The third season would seem to escalate the stakes for the Staten Island vampires by giving them power and responsibility, except for the fact that the world of vampire governance is virtually toothless. Neither are there any laws that can never be broken, despite previous claims to the contrary. In the second season finale Nandor's familiar Guillermo (Harvey Guillén), now a fully realized slayer, slaughters a room full of rival bloodsuckers to protect his allies and roommates.

Under vampire law this should result in termination with the most extreme prejudice. The number one rule is that vampires do not kill vampires, you see. In fact, the crew was on the verge of being beheaded for allegedly violating that most sacred of decrees.

Instead, the Supreme Worldwide Vampiric Council promotes all four of them to lead the Vampiric Council of the Eastern Seaboard of the new world. Their reasoning?
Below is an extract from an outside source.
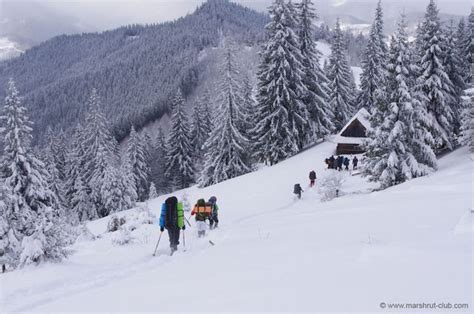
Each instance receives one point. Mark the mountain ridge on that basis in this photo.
(136, 68)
According to the representative, delivering his message via a wobbly VHS recording, is that yes, killing other vampires is bad. But a foursome that can take out 70% of the most powerful vampires in the tri-state area in one fell swoop? "Well, these are vampires who know how to get things done!"

The gothic, randy humor bouncing through "What We Do In the Shadows" makes it one of TV's most reliable wellsprings of giddiness because its main players are a flawless combination of lazy, self-centered, out-of-touch, entitled and, yes, feckless. Each new season offers a kind of coincidental catharsis.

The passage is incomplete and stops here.